In 1980, the National Women’s History Project (now the National Women’s History Alliance) lobbied for national recognition of the celebration and succeeded. In February that year, President Jimmy Carter issued the first Presidential Proclamation declaring the Week of March 8th 1980 as National Women’s History Week and since 1995, each president has issued an annual proclamation designating the month of March as “Women’s History Month.”
The NWHA selects and publishes the yearly theme and for 2023, the theme is ‘Celebrating Women Who Tell Our Stories’, “recognizing women, past and present, who have been active in all forms of media and storytelling including print, radio, TV, stage, screen, blogs, podcasts, news, and social media”. While we acknowledge and celebrate this theme, we also would like to celebrate those women who partake actively in activism and volunteering, making change happen, supporting other women and creating a palpable social impact around them and their communities. Here, a few names you definitely should know:
- Polly Irungu: American politician and activist, Shirley Chisholm, once said: “If they don’t give you a seat at the table, bring a folding chair,” and that’s exactly what this Kenyan-American photographer did. Irungu is the founder of the Black Women Photographers, a community database that holds the work of and provides access to Black women and non-binary photographers, giving BIPOC artists more visibility, support, connections and exposure. “I decided that I couldn’t keep waiting for the community that I wish I had — I needed to create it,” she says.

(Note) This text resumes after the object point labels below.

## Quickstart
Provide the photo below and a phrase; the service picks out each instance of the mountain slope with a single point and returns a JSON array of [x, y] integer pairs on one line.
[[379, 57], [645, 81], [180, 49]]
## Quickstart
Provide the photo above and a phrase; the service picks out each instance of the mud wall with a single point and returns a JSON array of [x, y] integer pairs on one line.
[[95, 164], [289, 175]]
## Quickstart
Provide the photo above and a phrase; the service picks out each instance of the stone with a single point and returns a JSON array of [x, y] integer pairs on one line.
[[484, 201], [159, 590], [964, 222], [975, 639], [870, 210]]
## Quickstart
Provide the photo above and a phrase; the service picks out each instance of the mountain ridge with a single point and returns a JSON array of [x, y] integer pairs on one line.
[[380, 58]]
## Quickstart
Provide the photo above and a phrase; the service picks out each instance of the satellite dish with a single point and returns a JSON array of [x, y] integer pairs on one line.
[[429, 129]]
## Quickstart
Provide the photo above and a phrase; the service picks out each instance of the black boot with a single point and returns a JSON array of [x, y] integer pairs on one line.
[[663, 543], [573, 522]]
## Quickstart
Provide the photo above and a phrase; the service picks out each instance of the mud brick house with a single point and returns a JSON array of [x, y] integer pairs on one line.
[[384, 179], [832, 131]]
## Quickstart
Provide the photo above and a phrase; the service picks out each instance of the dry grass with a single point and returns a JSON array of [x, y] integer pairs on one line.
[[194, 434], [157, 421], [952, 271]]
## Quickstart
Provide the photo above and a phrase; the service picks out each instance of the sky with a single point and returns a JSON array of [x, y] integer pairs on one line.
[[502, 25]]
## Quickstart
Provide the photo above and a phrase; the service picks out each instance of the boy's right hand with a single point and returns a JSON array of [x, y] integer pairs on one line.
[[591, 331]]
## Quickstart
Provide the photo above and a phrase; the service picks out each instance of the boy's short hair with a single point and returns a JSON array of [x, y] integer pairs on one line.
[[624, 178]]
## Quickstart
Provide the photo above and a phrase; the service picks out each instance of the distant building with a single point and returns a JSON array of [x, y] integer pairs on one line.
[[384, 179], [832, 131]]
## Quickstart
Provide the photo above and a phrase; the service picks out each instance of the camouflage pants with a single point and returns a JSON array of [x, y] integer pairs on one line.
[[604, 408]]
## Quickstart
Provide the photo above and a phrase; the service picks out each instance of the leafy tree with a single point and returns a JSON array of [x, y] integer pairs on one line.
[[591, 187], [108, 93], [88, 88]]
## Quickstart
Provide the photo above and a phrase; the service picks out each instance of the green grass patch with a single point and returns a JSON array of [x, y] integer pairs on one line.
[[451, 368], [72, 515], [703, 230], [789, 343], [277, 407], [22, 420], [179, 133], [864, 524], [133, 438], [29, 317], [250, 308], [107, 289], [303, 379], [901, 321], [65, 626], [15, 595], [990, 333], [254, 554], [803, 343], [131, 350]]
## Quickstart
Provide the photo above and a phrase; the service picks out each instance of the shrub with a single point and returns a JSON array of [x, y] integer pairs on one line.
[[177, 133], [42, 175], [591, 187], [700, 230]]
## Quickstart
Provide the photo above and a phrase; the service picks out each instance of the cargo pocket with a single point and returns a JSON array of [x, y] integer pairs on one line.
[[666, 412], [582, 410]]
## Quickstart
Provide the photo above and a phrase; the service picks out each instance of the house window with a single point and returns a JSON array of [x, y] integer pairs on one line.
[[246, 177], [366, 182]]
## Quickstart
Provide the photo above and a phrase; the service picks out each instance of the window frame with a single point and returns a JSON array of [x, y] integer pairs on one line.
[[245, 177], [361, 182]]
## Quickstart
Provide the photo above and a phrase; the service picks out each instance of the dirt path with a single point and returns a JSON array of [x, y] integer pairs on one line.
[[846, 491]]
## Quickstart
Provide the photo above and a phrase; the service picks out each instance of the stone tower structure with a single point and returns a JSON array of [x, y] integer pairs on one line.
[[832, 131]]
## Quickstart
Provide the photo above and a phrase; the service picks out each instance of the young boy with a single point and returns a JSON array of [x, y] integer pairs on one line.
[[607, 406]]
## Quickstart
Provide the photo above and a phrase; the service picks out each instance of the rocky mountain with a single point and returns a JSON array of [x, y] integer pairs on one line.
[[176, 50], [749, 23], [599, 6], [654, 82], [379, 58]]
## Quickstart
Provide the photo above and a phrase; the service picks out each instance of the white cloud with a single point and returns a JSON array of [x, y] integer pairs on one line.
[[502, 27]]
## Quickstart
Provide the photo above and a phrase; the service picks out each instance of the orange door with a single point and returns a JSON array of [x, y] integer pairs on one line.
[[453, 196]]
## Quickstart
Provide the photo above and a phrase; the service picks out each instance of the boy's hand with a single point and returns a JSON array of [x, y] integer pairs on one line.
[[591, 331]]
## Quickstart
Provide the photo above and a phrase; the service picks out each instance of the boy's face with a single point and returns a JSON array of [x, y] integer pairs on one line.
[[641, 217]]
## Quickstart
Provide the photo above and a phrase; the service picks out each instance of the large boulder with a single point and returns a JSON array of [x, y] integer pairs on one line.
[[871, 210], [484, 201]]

- Sabuni Francoise Chikunda: After loosing her husband and four children to violence, Chikunda was exposed to slavery and sexual abuse for several years, but she worked to become a strong pillar for refugee women and girls in her new-found home, Uganda. Chikunda is not only an english teacher for refugee children, but she is also the founder of the Kabanza Women’s Center, where displaced women can receive training to help them become financially self-sufficient; including in tailoring, cooking, handicrafts, hairdressing, and agriculture.
- Suhani Jalota: Realizing that there was a lack of access to health care and sanitation for low-income women in Mumbai, Suhani Jalota decided to do something about this and founded Myna Mahila, a social enterprise that trains and employs women to make low-cost, eco-friendly sanitary products. Jalota works hands-on with women in Mumbai’s urban slum communities, empowering them through employment, and helping them dissipate the stigma and shame associated with menstruation in these communities. Jalota was also a Global Citizen Prize: Cisco Youth Leadership Award Nominee in 2020 for her accomplishments.
- Zainab Salbi: Through her organization, Women for Women, Salbi has been supporting women survivors of war with access to skills development, resources, and educational information to help them practically move from a state of instability and crisis, to economic self-sufficiency. WFW works in eight countries across the globe (including Afghanistan, Iraq, and the Democratic Republic of Congo) supporting women experiencing ongoing crises, as well as those who are trying to rebuild their lives after conflict.
- Dr. Leyla Hussein: The Dahlia Project, founded by Hussein, provides support and counselling for girls who have undergone FGM in the UK. The organization also works with the UK’s National Health Service to help survivors access physical health counseling. She’s not only helping survivors directly, but she’s also educating communities through her organization and decision-makers through her advocacy. “My biggest fear is that this country won’t act on tackling FGM until a young girl dies,” says Hussein.